By Calvin Welch, Housing and Land Use Member, HANC Board
Some 90 folks turned out at HANC’s January meeting on Mayor Lee’s proposed (and wildly misnamed) “Affordable Housing Density Program.” They heard Dean Preston and Gus Hernandez of the “Affordable Divisadero” Coalition (of which HANC is a member) present the “Affordable Divis Plan,” a community based alternative to Supervisor Breed's massive “up zoning” of Divisadero street last year. Unlike Breed's original plan, the community plan couples density increases with a requirement of 50% of the units being affordable to residents earning area median income and below. The plan also calls for developers paying for MUNI service and other infrastructural costs to meet the demand they generate as well as a ban on demolition of rent controlled units and the displacement of existing merchants.

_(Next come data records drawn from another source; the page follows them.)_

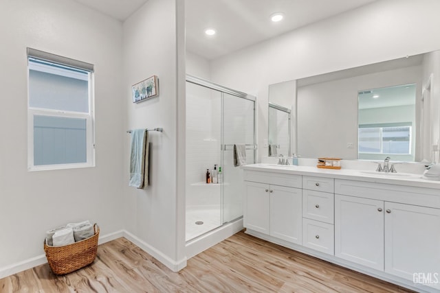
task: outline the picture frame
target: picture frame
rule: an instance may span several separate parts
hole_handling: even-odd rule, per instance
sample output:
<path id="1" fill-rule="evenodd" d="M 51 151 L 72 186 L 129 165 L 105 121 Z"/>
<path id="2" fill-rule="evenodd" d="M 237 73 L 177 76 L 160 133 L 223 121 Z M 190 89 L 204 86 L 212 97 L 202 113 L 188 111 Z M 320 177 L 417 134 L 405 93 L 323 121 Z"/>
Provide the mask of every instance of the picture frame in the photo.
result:
<path id="1" fill-rule="evenodd" d="M 133 103 L 138 103 L 159 95 L 159 84 L 157 75 L 153 75 L 131 86 Z"/>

The community plan is the “mirror image” of the City's AHDP . The Mayors plan, as originally drafted, allows displacement of merchants, demolition of rent controlled building, requires no public hearing on projects, and allows developers to build without making transit or infrastructure investments in the community to address the new demand. The two-floor, automatic density bonus pushed by Lee would repeal existing minimum apartment unit size and allow the building to cover 80% of the lot. Joseph Smooke form the Richmond District and Paul Webber of Nob Hill listed the devastation to those neighborhoods should the plan be adopted as drafted.
HANC”S membership voted to oppose the Mayor's AHDP and support the Affordable Divis plan. The Planning Commission will continue its consideration of the AHDP at its February 25 meeting. After passing at the Planning Commission, the Mayor's plan would need approval by six votes of the Board of Supervisors to pass. That vote is expected later in the year.